Nossa situação atual é mais parecida com Alphaville do
que com Black Mirror: em meio a um agravamento do colapso ecológico
e das infraestruturas, a única tecnologia que parece estar em constante
atualização são os dispositivos móveis, que oferecem uma fuga para o virtual.
Tudo está desmoronando por engano, exceto o seu iPhone, que se deteriora por
projeto. Dada a falta de opções, até as alternativas oferecidas por um ser
maligno podem parecer um alívio temporário.
Isso poderia explicar a credulidade com que as
declarações de Elon Musk sobre
o Neuralink têm sido
recebidas pela imprensa, mesmo por aqueles que se consideram seus críticos. Na
primeira demonstração pública da secreta empresa de implantes neurais, Musk apresentou
um estudo com um conjunto de porcos que nos dois meses anteriores tinham vivido
com um protótipo do dispositivo Neuralink inserido em seus
dentes. Diante de um slide que mencionava doenças que incluíam vício, perda de
memória, cegueira, ansiedade e paralisia, Musk argumentou que
as doenças foram causadas por “sinais elétricos que os neurônios enviam ao
cérebro”. Portanto, “se esses sinais forem corrigidos, tudo, da perda de
memória à depressão, pode ser consertado”. Mais tarde, em uma fala elaborada
demais para ser espontânea, ele disse que o dispositivo deveria ser
“considerado como um smartphone embutido no crânio”.
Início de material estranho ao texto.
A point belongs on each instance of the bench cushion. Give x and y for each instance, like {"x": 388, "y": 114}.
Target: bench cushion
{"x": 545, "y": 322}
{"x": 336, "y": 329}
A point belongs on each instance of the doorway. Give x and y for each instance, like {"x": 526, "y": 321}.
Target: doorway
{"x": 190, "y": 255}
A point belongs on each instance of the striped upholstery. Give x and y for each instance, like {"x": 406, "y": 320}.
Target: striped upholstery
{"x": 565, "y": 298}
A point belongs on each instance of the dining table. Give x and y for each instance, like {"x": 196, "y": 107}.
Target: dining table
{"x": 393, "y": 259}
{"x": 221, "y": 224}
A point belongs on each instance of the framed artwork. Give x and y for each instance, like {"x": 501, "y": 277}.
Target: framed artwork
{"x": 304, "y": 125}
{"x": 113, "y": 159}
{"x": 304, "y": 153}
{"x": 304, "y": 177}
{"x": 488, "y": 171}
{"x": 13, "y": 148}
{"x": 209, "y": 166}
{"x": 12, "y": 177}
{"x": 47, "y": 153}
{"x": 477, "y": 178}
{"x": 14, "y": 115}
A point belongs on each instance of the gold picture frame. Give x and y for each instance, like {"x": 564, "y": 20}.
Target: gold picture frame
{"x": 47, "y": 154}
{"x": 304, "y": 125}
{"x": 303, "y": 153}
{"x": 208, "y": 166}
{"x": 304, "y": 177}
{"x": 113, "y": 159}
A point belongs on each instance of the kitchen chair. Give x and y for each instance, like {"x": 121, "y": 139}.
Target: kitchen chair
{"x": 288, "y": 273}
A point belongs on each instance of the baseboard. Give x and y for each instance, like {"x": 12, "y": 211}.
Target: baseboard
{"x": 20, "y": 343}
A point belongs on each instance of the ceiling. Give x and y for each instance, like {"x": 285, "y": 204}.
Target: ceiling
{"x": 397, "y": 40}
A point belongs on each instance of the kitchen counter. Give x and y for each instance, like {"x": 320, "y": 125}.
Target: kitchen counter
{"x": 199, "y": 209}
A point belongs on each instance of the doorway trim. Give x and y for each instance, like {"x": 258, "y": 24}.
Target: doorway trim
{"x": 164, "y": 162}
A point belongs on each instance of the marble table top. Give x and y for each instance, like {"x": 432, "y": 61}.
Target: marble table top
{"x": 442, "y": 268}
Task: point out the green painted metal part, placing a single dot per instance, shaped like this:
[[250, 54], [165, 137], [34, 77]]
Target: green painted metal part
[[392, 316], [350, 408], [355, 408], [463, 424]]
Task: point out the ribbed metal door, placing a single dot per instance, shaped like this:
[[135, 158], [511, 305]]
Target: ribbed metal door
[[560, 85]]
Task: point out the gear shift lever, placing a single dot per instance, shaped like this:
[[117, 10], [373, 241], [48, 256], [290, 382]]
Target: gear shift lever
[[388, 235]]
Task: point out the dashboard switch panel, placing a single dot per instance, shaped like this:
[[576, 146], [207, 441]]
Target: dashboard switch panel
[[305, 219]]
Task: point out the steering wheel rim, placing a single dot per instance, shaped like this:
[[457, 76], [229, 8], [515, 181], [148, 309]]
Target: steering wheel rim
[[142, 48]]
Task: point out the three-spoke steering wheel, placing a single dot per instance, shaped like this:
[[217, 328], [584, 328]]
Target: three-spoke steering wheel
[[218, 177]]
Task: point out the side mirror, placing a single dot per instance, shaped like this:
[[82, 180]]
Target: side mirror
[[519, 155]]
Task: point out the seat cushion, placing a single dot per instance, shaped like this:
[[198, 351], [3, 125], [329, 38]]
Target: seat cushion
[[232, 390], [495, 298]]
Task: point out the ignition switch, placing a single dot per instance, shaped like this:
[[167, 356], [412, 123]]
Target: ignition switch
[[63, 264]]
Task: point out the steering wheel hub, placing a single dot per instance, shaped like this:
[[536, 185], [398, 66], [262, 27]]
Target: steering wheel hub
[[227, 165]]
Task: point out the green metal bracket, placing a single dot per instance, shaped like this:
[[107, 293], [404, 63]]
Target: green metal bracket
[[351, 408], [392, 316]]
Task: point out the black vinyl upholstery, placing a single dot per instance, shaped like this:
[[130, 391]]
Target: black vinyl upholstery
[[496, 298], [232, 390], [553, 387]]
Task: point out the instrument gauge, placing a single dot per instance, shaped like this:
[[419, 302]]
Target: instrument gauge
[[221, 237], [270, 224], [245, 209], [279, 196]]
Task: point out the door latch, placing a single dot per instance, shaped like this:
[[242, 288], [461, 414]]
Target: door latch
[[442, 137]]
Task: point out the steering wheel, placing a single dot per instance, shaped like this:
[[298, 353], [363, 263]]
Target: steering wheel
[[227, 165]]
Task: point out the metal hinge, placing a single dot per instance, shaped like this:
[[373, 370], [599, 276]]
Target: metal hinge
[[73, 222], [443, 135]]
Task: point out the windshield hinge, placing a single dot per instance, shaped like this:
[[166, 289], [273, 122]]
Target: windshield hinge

Nossa situação atual é mais parecida
com Alphaville do que com Black Mirror: em meio a um agravamento do colapso
ecológico e das infraestruturas, a única tecnologia que parece estar em
constante atualização são os dispositivos móveis - Danielle Carr
Em sua versão atual, o “Link” é um chip do tamanho
de uma moeda de um dólar implantado rente ao crânio e preso a fios de eletrodos
flexíveis contendo 1.024 canais “costurados” através do córtex, a camada mais
externa do crânio. O chip comprime informações sobre o cérebro coletadas pelos
eletrodos e identifica padrões ao ouvir as explosões de atividade elétrica
conhecidas como “picos” que ocorrem quando um neurônio é ativado. Quando o
dispositivo emparelha o pico in vivo com seus modelos codificados, ele pode
reduzir o “ruído” de um cérebro vivo cacofônico a um “sinal” digital pequeno o
suficiente para ser transmitido por uma interface de largura de banda limitada,
como o Bluetooth.
Essas palavras talvez impressionem, mas para os
padrões atuais de neuromodulação, o Link é decepcionante.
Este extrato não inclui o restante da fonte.